Tonight I am feeling a little closer to 30 than I am to 20. Technically, of course, numbers don't lie and I am, in fact, way closer to 30. Usually, though I would say that, on the inside, I'm a solid 24. I'm a grown up, but I still have that certain je ne sais quoi of a girl in her early twenties.
On Monday, a colleague asked me how old I am. I told her, with a straight face, that I was almost 28. It wasn't until I was home, many hours later, that I realized I had lied. I'm already 28, I have been for many months and 29 is looming on the horizon. Was that my first senior moment? I won't even discuss the abnormally large number of gray hairs that I've found in my hairbrush over the last few months. Life is looking more like 30 every day.

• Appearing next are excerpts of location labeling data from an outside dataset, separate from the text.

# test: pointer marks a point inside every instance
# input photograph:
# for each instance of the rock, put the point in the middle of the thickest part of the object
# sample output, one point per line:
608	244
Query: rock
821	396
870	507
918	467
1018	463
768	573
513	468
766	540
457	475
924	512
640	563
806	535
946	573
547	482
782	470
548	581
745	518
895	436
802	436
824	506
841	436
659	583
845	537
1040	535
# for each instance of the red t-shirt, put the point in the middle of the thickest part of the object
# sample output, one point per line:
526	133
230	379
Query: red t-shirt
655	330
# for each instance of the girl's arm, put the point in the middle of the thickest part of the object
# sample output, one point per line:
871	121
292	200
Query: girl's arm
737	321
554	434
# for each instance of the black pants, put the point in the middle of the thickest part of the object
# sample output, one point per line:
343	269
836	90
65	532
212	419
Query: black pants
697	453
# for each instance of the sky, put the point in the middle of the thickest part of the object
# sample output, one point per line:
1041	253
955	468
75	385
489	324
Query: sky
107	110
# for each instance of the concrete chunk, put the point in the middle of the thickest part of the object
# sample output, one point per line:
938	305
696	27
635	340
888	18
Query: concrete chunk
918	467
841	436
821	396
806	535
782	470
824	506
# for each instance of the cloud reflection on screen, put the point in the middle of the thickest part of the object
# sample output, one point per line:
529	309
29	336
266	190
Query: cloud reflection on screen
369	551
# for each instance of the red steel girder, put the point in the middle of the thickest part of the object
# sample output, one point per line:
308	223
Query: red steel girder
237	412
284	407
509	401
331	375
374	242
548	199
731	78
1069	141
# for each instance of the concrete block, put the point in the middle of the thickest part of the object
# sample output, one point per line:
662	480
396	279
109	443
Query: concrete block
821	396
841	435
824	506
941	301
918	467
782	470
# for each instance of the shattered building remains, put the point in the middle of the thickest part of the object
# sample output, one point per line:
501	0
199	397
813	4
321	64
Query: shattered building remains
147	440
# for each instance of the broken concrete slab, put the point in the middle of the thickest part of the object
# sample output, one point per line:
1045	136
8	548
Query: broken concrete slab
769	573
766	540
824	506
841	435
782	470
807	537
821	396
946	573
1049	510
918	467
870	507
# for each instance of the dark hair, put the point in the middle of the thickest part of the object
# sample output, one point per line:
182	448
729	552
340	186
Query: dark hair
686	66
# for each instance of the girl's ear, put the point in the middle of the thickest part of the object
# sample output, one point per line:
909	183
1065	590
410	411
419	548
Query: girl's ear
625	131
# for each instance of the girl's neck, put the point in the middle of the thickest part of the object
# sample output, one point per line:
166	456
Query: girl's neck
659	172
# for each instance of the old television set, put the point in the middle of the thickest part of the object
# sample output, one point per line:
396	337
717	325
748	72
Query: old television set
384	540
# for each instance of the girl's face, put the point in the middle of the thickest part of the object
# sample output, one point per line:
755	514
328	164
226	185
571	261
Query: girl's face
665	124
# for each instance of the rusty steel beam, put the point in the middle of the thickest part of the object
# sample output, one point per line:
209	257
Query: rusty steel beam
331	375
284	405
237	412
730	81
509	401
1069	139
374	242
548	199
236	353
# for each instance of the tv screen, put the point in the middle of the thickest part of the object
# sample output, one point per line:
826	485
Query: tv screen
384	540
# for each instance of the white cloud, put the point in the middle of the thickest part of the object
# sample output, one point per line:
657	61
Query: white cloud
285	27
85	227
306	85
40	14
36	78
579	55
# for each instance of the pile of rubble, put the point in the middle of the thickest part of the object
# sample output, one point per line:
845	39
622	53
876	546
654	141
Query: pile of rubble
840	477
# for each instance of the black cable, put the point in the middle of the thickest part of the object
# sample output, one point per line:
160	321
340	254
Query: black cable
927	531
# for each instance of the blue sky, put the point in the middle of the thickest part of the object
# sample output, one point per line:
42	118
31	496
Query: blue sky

Tonight I am home wearing my favorite flannel pants (they are this lovely blue and yellow stripe and they have been my faithful companion for the last 10 years), and I am conflicted. The near thirty-something part of me is pleased. More than pleased, even, I am proud. I'm proud that I am a woman comfortable in who I am and content with my life. I embrace the fact that I like to sit in my pajamas on a Friday night, from time to time, bake and drink a nice glass of red wine. I've worked hard to get to this place of contentedness. I've spent countless hours turning my heart and my life over to God again and again. I have fought for the rest I find in placing my identity in him and not my social calendar. The twenty year old in me, however, is much more restless. I'm not ready to call it a night. I want to go on an adventure, try something new, meet interesting people and stay up way too late. I'm embarrassed to be found in my blue striped flannel.
I'm not sure what to do with the discord I feel. I guess, like any other reasonable adult, I'll have to embrace it. I'll continue to be glad for the last ten years I've spent growing, maturing, paying my own bills and learning to separate my laundry, but I'm not throwing out my pink lip gloss yet.